Odyssey listened for Phoenix for dozens of orbits in January and February. In April, during which the Phoenix landing site was bathed in continuous sunlight, Odyssey listened during 60 separate orbits. It detected nothing.

It would appear that Phoenix -- or, if absolutely nothing else, Phoenix' communications system -- is, in the immortal line spoken by Meinhardt Raabe (who passed away last week at the age of 94), "really most sincerely dead."

When Mars landers become inanimate objects, strange alien artifacts abandoned on a weird planet's surface, it's common (at least among those of us who are fans of space exploration) to attempt emotional closure by imagining a future human astronaut or even Martian settler paying a visit to the dead lander, a monument to the ancient beginnings of the human exploration of Mars. Assuming that future Martian explorers value the archaeological remains of our present civilization, they'll likely find the Vikings, Pathfinder, and Spirit and Opportunity to be little changed from their present condition, except for a coating of dust. Phoenix, however, is in a much more dynamic environment. I wonder how many Martian winters it will take to crush Phoenix into a metallic bug splat on the northern polar terrain.

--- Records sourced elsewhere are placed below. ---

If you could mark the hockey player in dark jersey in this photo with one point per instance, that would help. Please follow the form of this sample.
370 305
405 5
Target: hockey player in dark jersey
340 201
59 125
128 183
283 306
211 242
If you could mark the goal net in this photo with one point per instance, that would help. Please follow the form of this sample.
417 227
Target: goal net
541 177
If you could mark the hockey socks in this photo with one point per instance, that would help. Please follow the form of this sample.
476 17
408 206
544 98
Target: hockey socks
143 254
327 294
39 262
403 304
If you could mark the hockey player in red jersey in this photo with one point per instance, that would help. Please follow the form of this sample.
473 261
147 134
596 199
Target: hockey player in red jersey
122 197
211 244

That's a little sad, but it's also cool, because it implies that Mars, the planet, is more "alive" than the robots that we sent to explore it. I'm hereby raising my glass to toast a dynamic Mars, and to express the hope that one day, even as those human explorers acknowledge the corroding artifacts of past civilization, they spend much more of their time examining the ever-changing environments of a living Mars.